Point of contact: Achim J. Lilienthal, Örebro University
A major challenge for environmental monitoring is dense sampling of airborne pollutants and particulate matter. In order to address current environmental challenges, higher and more adaptive sampling densities are needed. A current example of high significance is monitoring of fugitive methane emissions. Methane is considered to be a bridge fuel towards a decarbonized global energy system  but a switch to methane has a positive net effect on the global climate only if efficient monitoring systems allow to keep leakage rates low. Autonomous inspection robots equipped with gas, wind and other environmental sensors can play a major role in future monitoring solutions. On-board or external computational resources allow on-line fusion of all the measurements into a continuously updated environment model. This model can be used to promptly communicate consolidated results to human operators (e.g. pollution models, source location hypotheses, estimated total emission rates) and to identify the most informative measurement positions so as to achieve dense and adaptive sampling. In addition, autonomous inspection robots tirelessly carry out the required repetitive measurement procedure and minimize the exposure of human operators to hazardous compounds.

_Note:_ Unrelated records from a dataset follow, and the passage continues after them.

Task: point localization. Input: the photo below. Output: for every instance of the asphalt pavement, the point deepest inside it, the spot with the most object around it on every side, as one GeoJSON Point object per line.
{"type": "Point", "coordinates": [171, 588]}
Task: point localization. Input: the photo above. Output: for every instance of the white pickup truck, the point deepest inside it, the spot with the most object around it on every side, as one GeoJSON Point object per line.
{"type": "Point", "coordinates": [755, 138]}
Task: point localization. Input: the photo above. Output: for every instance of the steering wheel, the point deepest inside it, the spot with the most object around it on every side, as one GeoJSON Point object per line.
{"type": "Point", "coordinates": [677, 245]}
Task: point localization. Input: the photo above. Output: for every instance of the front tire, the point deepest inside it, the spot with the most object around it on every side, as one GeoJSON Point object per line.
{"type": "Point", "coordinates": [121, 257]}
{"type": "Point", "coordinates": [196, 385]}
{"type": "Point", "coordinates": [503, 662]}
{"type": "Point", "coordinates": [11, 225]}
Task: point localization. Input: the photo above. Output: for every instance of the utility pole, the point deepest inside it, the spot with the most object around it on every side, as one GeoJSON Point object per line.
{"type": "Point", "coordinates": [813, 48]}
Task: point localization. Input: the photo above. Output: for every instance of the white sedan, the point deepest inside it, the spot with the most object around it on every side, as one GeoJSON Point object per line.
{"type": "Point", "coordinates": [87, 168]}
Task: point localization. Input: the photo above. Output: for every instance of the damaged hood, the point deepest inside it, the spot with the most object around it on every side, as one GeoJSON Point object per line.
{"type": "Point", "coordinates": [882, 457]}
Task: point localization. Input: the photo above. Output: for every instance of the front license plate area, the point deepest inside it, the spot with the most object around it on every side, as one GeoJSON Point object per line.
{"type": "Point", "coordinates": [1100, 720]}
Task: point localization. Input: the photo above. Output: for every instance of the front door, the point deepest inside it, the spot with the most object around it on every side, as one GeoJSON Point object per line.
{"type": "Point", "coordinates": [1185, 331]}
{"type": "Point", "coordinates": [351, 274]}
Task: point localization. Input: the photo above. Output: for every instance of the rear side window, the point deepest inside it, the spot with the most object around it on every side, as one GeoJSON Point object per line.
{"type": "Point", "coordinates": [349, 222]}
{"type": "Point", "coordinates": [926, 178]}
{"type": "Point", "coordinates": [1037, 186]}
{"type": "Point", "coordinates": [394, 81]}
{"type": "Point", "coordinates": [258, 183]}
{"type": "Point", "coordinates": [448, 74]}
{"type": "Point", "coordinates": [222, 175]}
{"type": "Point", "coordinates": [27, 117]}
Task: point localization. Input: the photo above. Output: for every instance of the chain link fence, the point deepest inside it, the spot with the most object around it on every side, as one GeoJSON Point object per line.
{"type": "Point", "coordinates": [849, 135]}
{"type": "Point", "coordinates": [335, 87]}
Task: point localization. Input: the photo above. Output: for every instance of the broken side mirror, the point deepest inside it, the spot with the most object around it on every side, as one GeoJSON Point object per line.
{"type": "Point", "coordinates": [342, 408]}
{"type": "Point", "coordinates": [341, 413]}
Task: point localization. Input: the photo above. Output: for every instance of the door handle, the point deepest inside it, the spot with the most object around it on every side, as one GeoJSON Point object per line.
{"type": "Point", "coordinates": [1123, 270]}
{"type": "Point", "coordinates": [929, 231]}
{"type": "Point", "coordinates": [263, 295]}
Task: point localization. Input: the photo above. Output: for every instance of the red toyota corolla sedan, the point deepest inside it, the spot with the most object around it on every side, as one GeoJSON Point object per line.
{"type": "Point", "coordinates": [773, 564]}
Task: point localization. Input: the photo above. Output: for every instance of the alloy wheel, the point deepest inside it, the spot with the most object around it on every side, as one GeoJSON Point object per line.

In this experiment we investigate gas distribution modelling, emission estimation and gas source localization with a mobile robot. We are especially interested in sensor fusion, data analysis and predictive modelling. WISeNet trainees get access to the gas-sensitive mobile robots available at the MR&O Lab, especially the Gasbot platform [http://aass.oru.se/Research/mro/gasbot/index.html]. In collaboration with the researchers at Örebro University and working with different sensing principles, trainees develop novel algorithms for gas identification, gas distribution modelling and gas source localization. In addition to laboratory tests, WISeNet trainees have the possibility to get access to sites where the developed algorithms can be evaluated in a realistic application scenarios. This includes monitoring of biogas emissions at a landfill site and pollution monitoring in foundries.
 A. R. Brandt, G. A. Heath, E. A. Kort, F. O'Sullivan, G. Pétron, S. M. Jordaan, P. Tans, J. Wilcox, A. M. Gopstein, D. Arent, S. Wofsy, N. J. Brown, R. Bradley, G. D. Stucky, D. Eardley, and R. Harriss, "Methane Leaks from North American Natural Gas Systems," Science, vol. 343, no. 6172, pp. 733–735, Feb. 2014.